By incorporating the diffusion Transformer module, our algorithm improves the global co-context information and effectively captures the overlapping information between two point clouds, even in cases of low overlap. Thus, even in cases where the artifact is incomplete or damaged, the digitization process can achieve high-precision restoration.

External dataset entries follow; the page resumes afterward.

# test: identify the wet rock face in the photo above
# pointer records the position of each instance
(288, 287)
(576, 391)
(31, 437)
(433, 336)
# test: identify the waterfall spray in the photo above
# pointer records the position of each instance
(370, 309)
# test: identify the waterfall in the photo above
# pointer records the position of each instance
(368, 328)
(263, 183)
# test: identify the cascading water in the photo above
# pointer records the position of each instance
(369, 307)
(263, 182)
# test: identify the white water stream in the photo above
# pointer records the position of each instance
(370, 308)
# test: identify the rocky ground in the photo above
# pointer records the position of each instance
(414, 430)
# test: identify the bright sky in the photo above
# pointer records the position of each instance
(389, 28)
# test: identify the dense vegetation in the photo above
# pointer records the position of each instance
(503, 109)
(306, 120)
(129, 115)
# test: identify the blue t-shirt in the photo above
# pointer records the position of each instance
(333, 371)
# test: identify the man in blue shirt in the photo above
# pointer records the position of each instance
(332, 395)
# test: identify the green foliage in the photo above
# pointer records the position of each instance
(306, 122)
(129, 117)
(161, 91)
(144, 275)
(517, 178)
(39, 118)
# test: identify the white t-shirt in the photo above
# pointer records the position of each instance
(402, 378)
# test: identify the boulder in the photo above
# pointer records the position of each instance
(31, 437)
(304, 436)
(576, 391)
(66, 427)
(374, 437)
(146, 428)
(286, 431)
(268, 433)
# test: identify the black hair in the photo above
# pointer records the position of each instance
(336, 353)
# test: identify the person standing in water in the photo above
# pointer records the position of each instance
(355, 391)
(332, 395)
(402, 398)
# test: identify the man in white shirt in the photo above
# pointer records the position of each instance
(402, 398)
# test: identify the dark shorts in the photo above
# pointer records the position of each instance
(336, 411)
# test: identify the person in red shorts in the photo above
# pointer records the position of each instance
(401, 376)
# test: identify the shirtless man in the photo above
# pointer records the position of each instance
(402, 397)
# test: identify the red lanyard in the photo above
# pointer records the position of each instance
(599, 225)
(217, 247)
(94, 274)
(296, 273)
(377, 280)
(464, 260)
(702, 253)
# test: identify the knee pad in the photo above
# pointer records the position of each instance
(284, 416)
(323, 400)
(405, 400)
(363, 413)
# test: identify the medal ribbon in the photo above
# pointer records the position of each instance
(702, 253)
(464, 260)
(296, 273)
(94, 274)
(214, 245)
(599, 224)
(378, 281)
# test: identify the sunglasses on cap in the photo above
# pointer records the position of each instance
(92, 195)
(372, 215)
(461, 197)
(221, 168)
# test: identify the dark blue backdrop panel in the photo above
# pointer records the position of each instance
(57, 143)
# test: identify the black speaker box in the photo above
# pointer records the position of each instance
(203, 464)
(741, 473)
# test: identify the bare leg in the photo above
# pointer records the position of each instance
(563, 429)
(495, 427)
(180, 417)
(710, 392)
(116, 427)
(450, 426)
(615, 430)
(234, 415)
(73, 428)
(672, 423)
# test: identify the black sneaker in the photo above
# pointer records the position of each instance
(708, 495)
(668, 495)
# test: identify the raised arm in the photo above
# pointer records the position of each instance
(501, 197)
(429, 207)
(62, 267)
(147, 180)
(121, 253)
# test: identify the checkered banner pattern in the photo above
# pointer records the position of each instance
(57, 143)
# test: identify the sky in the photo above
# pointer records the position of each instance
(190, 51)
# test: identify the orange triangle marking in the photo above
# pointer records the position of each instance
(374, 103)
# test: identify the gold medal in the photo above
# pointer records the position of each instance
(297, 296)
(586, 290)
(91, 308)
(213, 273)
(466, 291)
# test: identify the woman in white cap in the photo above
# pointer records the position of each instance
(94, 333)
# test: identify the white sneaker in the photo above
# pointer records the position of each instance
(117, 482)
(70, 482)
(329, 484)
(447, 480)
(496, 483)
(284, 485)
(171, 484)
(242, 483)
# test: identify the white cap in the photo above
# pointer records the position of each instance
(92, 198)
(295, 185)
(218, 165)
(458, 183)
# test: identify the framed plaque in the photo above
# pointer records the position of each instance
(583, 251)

Firstly, we define \(F' = (x_1^{P'},x_2^{P'} \cdots x_{N'}^{P'})\) as the input of the self-attention module in the i-th layer, where \(N'\) is the number of points, \(Z' = (z_1^{P'},z_2^{P'} \cdots z_{N'}^{P'})\) is the output matrix, which is the weighted sum of all input matrix transformations, the formula is as follows:

$$\begin{aligned} z_i^{P'} = \sum \limits _{j = 1}^{N'} {soft\max \left(\alpha _{i,j}^{Self - }\right)}\left( x_j^{P'}{W^{V,P'}}\right) \end{aligned}$$

where, \(\alpha _{i,j}^{Self - }\) is the weight coefficient that has not been normalized, and its definition is as follows:

$$\begin{aligned} \alpha _{i,j}^{Self - } = \frac{1}{{\sqrt{{d_{head}}} }} \left(x_i^{P'}{W^{Q,P'}}\right){\left(x_j^{P'}{W^{K,P'}} \right)^T} \end{aligned}$$

Next, we define \(F'' = \left(x_1^{P'} + z_1^{P'},x_2^{P'} + z_2^{P'} \cdots x_{N'}^{P'} + z_{N'}^{P'}\right)\) and \({F'_{Q'}} = (x_1^{Q'},x_2^{Q'} \cdots x_{N'}^{Q'})\) as the input \(MHAttn({F'_{P'}},{F'_{Q'}},{F'_{Q'}})\) of the cross-attention module in the i-th layer, \(Z'' = (z_1^{P',Q'},z_2^{P',Q'} \cdots z_{N'}^{P',Q'})\) is the output matrix, and its formula is as follows:

$$\begin{aligned} z_i^{P',Q'} = \sum \limits _{j = 1}^{N'} {soft\max \left(\alpha _{i,j}^{Cross - }\right)} x_j^{Q'}{W^{V,Q'}} \end{aligned}$$

where, \(\alpha _{i,j}^{Cross - }\) is the weight coefficient that has not been normalized, and its definition is as follows:

$$\begin{aligned} \alpha _{i,j}^{Cross - } = \frac{1}{{\sqrt{{d_{head}}} }}\left(x_i^{Q'}{W^{Q,Q'}}\right){\left(x_j^{P'}{W^{K,P'}} + a_{j - i}^{P'}\right)^T} \end{aligned}$$

This cross-attention mechanism is particularly important in the digitization of artifacts, as it can combine point cloud data from different perspectives to generate a more complete and consistent artifact model.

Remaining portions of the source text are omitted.